Wednesday, February 11, 2026

Careful How You Handle Familiar Faces on Your Team

When you take on a new role, do you like adding some familiar faces to your team?  It seems logical.  We want to surround ourselves with a few people we trust and can depend on when we move into a new position.   We hope that having some trusted lieutenants on the team will lead to faster, more impactful action. We may encounter some key risks, though, when we build our team in this fashion.  Morag Barrett, a leadership development expert, has written a terrific article for Fast Company about how leaders should (and should not) build their teams.  

Barrett argues that inner and outer circles may form on the team.  In academic terms, we describe this type of situation as a "fault line" between subgroups, and that type of fracture can harm team performance a great deal.  Barrett writes, "Leaders who 'go way back' share shorthand, context, and trust earned elsewhere. Others, often equally capable with deep institutional knowledge, find themselves outside that orbit."  


She goes on to give an example of one CEO with whom she worked.  She writes, "I coached a CEO who’d brought three former colleagues into a 10-person executive team. Within months, critical decisions were being pre-discussed among “The Four” before formal meetings. The other six leaders became increasingly passive, not because they lacked capability, but because challenging pre-baked decisions felt politically risky."  

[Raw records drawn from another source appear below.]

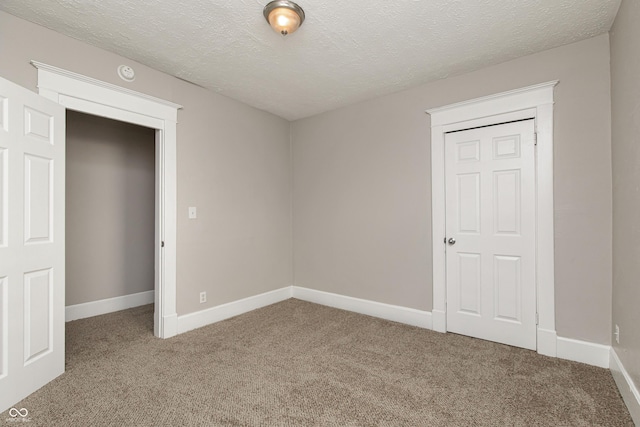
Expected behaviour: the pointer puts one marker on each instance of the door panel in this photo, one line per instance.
(490, 205)
(32, 156)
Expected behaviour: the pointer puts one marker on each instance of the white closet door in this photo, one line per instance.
(490, 223)
(32, 156)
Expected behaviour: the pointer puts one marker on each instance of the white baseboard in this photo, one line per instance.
(547, 342)
(215, 314)
(628, 389)
(584, 352)
(395, 313)
(439, 320)
(109, 305)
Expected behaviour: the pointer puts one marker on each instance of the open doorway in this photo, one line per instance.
(85, 94)
(110, 211)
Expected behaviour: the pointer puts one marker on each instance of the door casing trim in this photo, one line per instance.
(85, 94)
(530, 102)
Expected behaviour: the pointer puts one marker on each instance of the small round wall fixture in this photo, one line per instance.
(284, 16)
(126, 73)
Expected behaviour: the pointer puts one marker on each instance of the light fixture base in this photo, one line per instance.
(284, 16)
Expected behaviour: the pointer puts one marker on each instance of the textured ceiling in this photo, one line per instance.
(346, 50)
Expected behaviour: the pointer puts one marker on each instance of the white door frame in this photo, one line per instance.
(530, 102)
(85, 94)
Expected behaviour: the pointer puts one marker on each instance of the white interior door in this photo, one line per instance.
(490, 233)
(32, 157)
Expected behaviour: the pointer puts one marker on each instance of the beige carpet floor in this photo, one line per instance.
(301, 364)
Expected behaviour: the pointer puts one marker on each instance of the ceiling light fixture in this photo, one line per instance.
(284, 16)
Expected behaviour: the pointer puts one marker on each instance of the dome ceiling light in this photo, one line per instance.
(284, 16)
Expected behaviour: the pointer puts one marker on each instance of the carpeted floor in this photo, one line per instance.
(300, 364)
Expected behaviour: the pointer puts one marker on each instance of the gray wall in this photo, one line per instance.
(362, 220)
(110, 209)
(625, 112)
(233, 165)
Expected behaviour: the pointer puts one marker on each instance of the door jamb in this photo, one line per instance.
(529, 102)
(85, 94)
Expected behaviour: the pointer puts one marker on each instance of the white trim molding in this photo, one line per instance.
(109, 305)
(408, 316)
(85, 94)
(583, 352)
(530, 102)
(188, 322)
(628, 389)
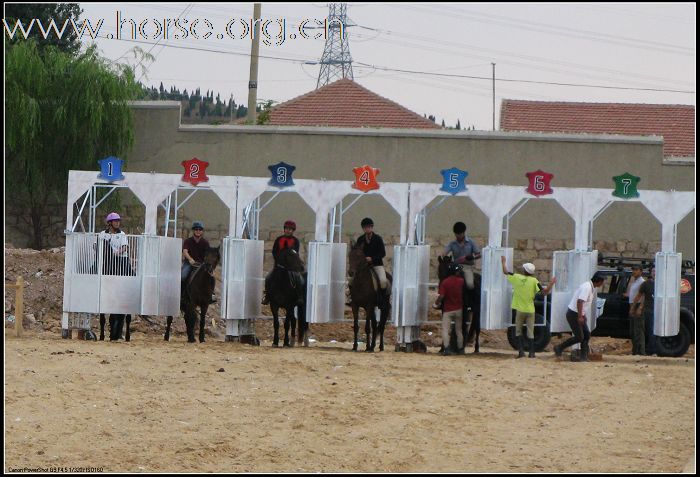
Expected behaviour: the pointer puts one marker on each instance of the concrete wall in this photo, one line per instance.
(162, 143)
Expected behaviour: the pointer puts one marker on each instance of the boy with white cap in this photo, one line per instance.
(525, 287)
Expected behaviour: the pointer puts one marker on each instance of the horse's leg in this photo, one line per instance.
(167, 329)
(368, 316)
(355, 324)
(382, 324)
(293, 326)
(128, 331)
(287, 321)
(374, 330)
(203, 319)
(476, 320)
(102, 326)
(190, 319)
(303, 326)
(275, 325)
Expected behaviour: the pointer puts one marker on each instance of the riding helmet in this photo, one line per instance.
(453, 268)
(459, 227)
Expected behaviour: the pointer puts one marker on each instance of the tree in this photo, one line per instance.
(67, 112)
(44, 13)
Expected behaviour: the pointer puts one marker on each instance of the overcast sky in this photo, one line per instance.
(623, 45)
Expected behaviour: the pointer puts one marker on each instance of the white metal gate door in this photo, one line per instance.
(411, 267)
(242, 275)
(667, 294)
(160, 265)
(325, 291)
(496, 291)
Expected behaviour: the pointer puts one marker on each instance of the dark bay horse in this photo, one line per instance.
(199, 287)
(115, 265)
(365, 295)
(472, 302)
(288, 291)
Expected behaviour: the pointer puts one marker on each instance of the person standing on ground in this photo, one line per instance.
(576, 316)
(525, 287)
(451, 297)
(646, 291)
(636, 319)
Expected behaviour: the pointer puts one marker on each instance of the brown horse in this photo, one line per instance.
(198, 290)
(472, 301)
(288, 291)
(365, 295)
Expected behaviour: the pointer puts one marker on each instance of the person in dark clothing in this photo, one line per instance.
(576, 316)
(193, 250)
(286, 240)
(646, 291)
(373, 247)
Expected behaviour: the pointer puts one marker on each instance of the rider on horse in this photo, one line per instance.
(287, 240)
(193, 250)
(464, 252)
(373, 247)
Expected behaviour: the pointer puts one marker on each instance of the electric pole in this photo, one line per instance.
(254, 54)
(336, 62)
(493, 81)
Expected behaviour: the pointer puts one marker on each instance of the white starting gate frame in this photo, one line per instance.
(96, 281)
(242, 196)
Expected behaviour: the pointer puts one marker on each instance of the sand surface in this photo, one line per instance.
(153, 406)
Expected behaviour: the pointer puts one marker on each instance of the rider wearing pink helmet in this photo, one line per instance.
(288, 240)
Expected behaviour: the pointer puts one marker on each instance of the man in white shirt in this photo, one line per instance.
(576, 316)
(636, 322)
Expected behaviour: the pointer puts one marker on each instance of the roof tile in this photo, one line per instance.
(675, 122)
(345, 103)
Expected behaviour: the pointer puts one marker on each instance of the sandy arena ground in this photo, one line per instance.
(152, 406)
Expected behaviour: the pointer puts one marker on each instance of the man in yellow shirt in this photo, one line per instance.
(525, 287)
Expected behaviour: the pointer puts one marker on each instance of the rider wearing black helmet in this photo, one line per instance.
(286, 240)
(451, 297)
(464, 252)
(193, 250)
(373, 246)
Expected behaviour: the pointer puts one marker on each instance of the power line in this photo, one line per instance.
(523, 81)
(446, 75)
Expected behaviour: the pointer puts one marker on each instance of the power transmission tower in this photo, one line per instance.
(336, 62)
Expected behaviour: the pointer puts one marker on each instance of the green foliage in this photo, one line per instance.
(264, 115)
(45, 12)
(67, 112)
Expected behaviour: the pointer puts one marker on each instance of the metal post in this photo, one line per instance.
(254, 54)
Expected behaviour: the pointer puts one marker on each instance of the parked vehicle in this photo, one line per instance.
(614, 320)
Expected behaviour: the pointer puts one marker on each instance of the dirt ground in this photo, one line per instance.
(155, 406)
(152, 406)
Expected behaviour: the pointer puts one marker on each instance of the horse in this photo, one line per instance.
(199, 287)
(364, 295)
(287, 284)
(115, 265)
(472, 301)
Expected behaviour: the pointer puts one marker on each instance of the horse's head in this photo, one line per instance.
(443, 264)
(212, 257)
(356, 258)
(289, 258)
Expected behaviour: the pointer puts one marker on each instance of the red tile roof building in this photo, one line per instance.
(675, 122)
(345, 103)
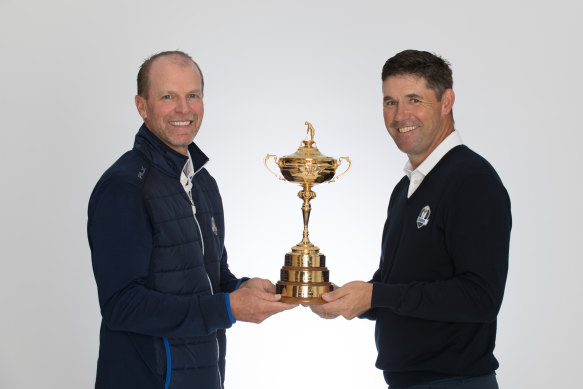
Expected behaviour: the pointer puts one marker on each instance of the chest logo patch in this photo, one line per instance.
(423, 217)
(214, 226)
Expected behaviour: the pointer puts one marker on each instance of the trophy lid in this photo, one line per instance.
(308, 150)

I've seen this type of situation as well.  If team members outside the inner circle feel as though decisions are being presented at staff meetings as a fait accompli, then buy-in and commitment will decline precipitously.  Motivation and decision implementation will suffer.  We can bring trusted colleagues onto our team, but we need to work hard to integrate these members with the others in the group.  We can't let people feel as though there is a huge status gap between two subgroups.